Sunday, September 1, 2013

Planting a "legacy" tree - Olea europaea or Arbequina olive tree

Olives have been part of my life since the beginning.  My mother had a story about rubbing olive oil on me as an infant, and olive oil was part of our daily diet, no doubt influenced by my family's Sicilian heritage.  I decided to plant an olive tree here at home to leave as a legacy tree for those who live here in the far off future.  Because temperatures are increasing here (and I think they will continue to do so due to human caused global warming) I think olives may well be able to fruit here on the far northern California coast.
I found a beautiful large pot in which to plant the tree.  I want to limit its height to its lower range of 8-10 feet tall.  Here are pictures of the planting.


  1. You should be in a good area to grow an olive. I'm much farther north and attempted to grow Arbequina by the south wall of my house so it would get extra heat, but perhaps I should have tried it in a pot instead, I lost it.

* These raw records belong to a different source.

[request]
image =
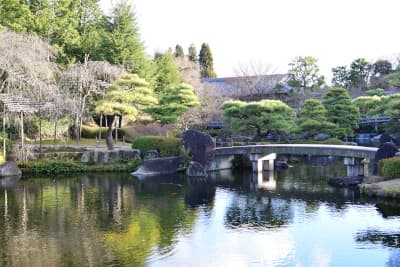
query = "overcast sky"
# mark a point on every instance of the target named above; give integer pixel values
(273, 31)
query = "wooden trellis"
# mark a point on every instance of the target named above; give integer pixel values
(15, 104)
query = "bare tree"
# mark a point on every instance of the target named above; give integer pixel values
(254, 80)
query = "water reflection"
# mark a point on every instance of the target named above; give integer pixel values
(287, 218)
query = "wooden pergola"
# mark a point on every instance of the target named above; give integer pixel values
(19, 105)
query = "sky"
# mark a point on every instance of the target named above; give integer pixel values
(272, 32)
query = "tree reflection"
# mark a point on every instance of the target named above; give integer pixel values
(254, 212)
(90, 220)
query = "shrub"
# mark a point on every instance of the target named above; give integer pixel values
(390, 168)
(92, 131)
(165, 145)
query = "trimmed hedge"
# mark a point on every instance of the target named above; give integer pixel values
(167, 146)
(390, 168)
(90, 131)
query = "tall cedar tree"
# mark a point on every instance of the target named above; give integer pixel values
(206, 62)
(179, 51)
(192, 54)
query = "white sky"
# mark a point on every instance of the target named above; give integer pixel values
(273, 31)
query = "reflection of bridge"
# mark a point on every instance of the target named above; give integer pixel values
(356, 158)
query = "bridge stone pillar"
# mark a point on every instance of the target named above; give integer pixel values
(356, 166)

I was not really expecting to get fruit but was looking to using the leaves medicinally.

    1. I think fruit on an olive is still iffy here, but years like this one (and the general trend toward warming) will put the tree in good shape in the future. I'm sorry you lost your Arbequina. Sounds like you did all you could. Do your local nurseries or extension agents think it is possible in your locale?